Karina: Yeah. Well, kind of switching gears a little bit, a lot of people who come to this website are high schoolers like me or college students who are trying to figure out what they wanna do, and you said that in high school you thought you would go into something in science or math, and then kind of switched to history.
So could you kind of give us your advice on what somebody should do if they think they wanna go into history, or they’re not sure, or they don’t wanna go into history at all, but maybe should give it a shot?

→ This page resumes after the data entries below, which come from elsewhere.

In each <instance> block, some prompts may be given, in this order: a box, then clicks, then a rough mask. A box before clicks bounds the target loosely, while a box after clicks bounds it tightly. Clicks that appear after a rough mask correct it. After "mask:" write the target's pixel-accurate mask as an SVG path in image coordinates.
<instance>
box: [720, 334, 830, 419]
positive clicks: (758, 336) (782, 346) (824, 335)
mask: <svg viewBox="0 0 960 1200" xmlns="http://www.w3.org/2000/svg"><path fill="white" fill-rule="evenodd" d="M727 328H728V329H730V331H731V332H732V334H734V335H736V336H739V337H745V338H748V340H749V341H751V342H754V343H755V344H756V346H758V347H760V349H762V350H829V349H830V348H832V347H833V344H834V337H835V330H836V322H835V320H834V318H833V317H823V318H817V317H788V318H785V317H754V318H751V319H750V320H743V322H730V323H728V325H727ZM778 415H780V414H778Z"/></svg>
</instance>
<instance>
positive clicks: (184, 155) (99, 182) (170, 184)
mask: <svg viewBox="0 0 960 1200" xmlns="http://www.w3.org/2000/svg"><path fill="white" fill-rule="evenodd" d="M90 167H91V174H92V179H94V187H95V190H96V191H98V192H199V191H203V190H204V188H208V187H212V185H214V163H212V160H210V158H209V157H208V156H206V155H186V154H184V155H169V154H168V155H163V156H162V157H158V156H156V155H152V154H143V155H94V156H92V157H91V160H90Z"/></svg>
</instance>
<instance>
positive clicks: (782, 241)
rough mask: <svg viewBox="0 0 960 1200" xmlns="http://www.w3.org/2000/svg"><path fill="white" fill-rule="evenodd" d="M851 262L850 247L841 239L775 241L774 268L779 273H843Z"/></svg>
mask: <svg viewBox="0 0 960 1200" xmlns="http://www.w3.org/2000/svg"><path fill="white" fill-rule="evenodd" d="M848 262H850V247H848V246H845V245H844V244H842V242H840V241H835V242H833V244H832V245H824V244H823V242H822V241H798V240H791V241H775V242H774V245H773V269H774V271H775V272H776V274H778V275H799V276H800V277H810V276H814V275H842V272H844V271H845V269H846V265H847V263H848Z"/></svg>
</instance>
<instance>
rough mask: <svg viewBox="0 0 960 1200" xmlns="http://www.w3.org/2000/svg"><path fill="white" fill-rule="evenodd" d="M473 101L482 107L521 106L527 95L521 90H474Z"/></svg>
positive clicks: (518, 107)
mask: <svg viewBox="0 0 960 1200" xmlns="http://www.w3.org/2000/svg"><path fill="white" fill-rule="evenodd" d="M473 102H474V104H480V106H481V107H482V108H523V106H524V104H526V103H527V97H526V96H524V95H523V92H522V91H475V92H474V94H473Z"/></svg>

…try to keep an open mind and don't assume that you're not interested in something.” – Dr. Eric Foner
Eric: Well, it’s hard for me to give advice to young people facing the many uncertainties that we all face in our society today. My view is to try to keep an open mind and don’t assume that you’re not interested in something. As I said, I learned to love history partly through a teacher who I happened to take his course. That was sort of accidentally, I’d heard that he was very good, etcetera.
But keep an open mind and don’t just study what you think you wanna do. I’ve retired, but when I was a college professor I had students who I advised and sometimes most of them were history majors, but they would come in, "Here’s my course choices for this year," and it was like four history courses and a sociology.
I said, "No, that’s not... You can’t do that. Take at least one course on something that you have no practical... That you don’t think has any practical value for you. Take a course on Shakespeare, take a course on Renaissance Italian art, take a course on Chinese history. I don’t care, but something that’s outside of your comfort zone." And you never know how it may influence you or inspire you or anything like that.
So I think one thing you can learn from Abraham Lincoln, if I might invoke him is... And this is not just in school, this is forever, your whole life: Keep learning, never stop learning, never stop reading. Lincoln was totally self-educated, he barely went to school in his whole life, he learned by just learning all the time. He wanted to do that. And never be just totally satisfied, always be interested in new ideas, new things, and then you’ll develop insights and skills that will serve you well no matter what line of work you end up in.
Karina: Wow, well that is incredible advice. So, thank you so much for taking the time to talk with me, it was really a pleasure to hear what you had to say, so thank you so much.
Eric: You’re very welcome. Very nice to talk to you.